・ジャズピアノ練習法(ソロピアノ・アドリブ・コード編)
・ビバップ常套句1377

ジャズピアノレッスン

チャーリー・パーカーの名盤5選 | ジャズピアノのはじめかた

ジャズの歴史において、チャーリー・パーカーは欠かせない存在です。彼はビバップと呼ばれる革新的なジャズスタイルの創始者の一人であり、その驚異的な即興演奏は多くのミュージシャンに影響を与えました。彼の短くも激しい生涯には、数々の名盤が残されていますが、その中から5枚を選んで紹介したいと思います。

1. Bird and Diz

ビバップの精髄

パーカーともう一人のビバップの巨匠、ディジー・ガレスピーが共演したこのアルバムは、ビバップの精髄と言えるでしょう。高速で複雑なコード進行に乗って、二人のソロが縦横無尽に飛び交います。特に「Leap Frog」1は、パーカーのアルトサックスとガレスピーのトランペットが絶妙な掛け合いを見せる名演です。ドラムはバディ・リッチが担当しており、彼のテクニックとパワーも圧巻です。ビバップのスリルとスピードを味わいたいなら、このアルバムは外せません。

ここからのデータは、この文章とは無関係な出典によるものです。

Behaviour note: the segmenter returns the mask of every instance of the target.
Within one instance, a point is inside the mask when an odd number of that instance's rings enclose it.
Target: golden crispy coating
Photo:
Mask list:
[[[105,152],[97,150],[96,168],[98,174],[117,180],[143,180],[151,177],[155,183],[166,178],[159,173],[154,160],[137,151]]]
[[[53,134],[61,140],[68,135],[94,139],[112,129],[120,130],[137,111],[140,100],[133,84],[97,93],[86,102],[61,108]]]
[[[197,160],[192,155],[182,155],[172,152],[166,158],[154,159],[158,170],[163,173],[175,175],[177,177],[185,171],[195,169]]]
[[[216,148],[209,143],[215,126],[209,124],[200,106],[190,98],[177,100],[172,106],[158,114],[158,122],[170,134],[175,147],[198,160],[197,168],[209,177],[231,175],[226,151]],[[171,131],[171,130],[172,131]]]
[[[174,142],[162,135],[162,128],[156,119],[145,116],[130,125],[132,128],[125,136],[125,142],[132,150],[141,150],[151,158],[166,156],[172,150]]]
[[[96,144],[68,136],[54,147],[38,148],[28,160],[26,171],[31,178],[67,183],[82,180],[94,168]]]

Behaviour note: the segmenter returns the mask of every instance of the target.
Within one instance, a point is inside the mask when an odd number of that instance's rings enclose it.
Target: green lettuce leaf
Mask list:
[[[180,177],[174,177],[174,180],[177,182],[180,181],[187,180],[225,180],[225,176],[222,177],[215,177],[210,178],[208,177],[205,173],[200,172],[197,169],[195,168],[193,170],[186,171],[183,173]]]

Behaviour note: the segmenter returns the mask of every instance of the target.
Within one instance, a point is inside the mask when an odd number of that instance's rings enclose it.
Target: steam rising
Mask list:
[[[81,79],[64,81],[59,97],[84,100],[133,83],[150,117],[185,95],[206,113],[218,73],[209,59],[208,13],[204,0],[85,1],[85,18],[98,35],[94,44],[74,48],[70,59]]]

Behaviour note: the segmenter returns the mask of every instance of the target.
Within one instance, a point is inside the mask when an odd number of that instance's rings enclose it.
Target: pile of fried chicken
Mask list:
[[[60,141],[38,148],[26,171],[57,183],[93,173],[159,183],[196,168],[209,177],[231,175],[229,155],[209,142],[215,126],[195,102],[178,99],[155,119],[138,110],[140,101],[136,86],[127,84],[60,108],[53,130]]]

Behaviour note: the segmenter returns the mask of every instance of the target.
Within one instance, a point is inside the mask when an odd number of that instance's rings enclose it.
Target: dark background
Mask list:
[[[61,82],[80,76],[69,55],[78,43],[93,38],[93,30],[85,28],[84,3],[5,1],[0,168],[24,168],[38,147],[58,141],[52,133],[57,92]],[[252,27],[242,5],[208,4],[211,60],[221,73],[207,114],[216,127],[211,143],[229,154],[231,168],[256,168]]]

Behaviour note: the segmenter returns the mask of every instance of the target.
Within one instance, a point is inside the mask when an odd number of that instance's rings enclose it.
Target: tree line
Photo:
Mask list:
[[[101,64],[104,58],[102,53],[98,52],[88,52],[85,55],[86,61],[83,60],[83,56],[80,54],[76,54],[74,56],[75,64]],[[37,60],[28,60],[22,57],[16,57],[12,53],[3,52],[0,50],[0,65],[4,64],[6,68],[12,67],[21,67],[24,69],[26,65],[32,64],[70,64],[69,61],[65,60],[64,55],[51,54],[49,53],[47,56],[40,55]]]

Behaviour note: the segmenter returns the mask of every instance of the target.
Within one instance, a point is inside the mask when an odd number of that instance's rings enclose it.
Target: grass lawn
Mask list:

2. Charlie Parker with Strings

ストリングスとの美しい調和

パーカーはビバップの先駆者であると同時に、ジャズの可能性を広げる実験家でもありました。彼はクラシックのストリングスとジャズの融合に挑戦し、このアルバムを制作しました。ストリングスの美しいアレンジに乗って、パーカーはスタンダード曲を優雅に吹きます。彼のアドリブは原曲に忠実でありながら、独創的であります。特に「Just Friends」2は、パーカーの代表曲の一つとして知られています。このアルバムは、パーカーの柔らかな一面を感じることができる作品です。

3. The Complete Savoy Sessions

パーカーの全盛期

パーカーの全盛期と言われる1940年代後半の録音を集めたこのアルバムは、パーカーのファンにとっては必聴の作品です。サヴォイ・レーベルでのセッションでは、マイルス・デイヴィスやバド・パウエルなどの名プレイヤーと共演しました。このアルバムには、パーカーの代表曲である「Koko」3や「Donna Lee」4などが収録されています。パーカーのアドリブは、テーマを素早く変奏し、驚くべきスピードとキレで展開します。ビバップのエキサイティングさを存分に味わえるアルバムです。

4. Bird Is Free

ライブでのパーカー

パーカーのスタジオ録音は素晴らしいですが、彼の真骨頂はライブでの演奏にあります。このアルバムは、1952年に行われたライブ・セッションの記録です。パーカーはワン・ホーンで延々と吹きまくり、そのアイデアの豊かさと表現力に圧倒されます。特に「Lester Leaps In」5は、パーカーのアルトが炸裂する名演です。音質は良くありませんが、パーカーのライブの迫力と魅力を感じることができるアルバムです。

5. Charlie Parker on Dial: the Complete Sessions

パーカーの苦悩と光芒

パーカーはジャズの天才であると同時に、ドラッグやアルコールに苦しむ人間でした。彼の苦悩と光芒が交錯するのが、ダイアル・レーベルでのセッションです。このアルバムには、パーカーの傑作である「The Famous Alto Break」や「Chasin’ the Bird」などが収録されています。パーカーのアルトは、鳥のように自由に飛び回り、驚異的なインプロビゼーションを繰り広げます。しかし、このアルバムには、パーカーがドラッグの影響で演奏できなかったり、録音中に倒れたりしたという悲劇的なエピソードもあります。パーカーの人間的な一面を知ることができるアルバムです。

まとめ

チャーリー・パーカーは、ジャズの歴史において最も重要なミュージシャンの一人です。彼の演奏は、ジャズの可能性を広げ、多くの後続のミュージシャンに影響を与えました。彼の名盤は数多くありますが、今回はその中から5枚を選んで紹介しました。パーカーの音楽は、ビバップのスリルとスピード、ストリングスとの美しい調和、ライブでの迫力と魅力、苦悩と光芒など、様々な魅力を持っています。パーカーの音楽を聴くことは、ジャズの本質を知ることにもつながります。ぜひ、このエッセイを参考にして、パーカーの音楽に触れてみてください。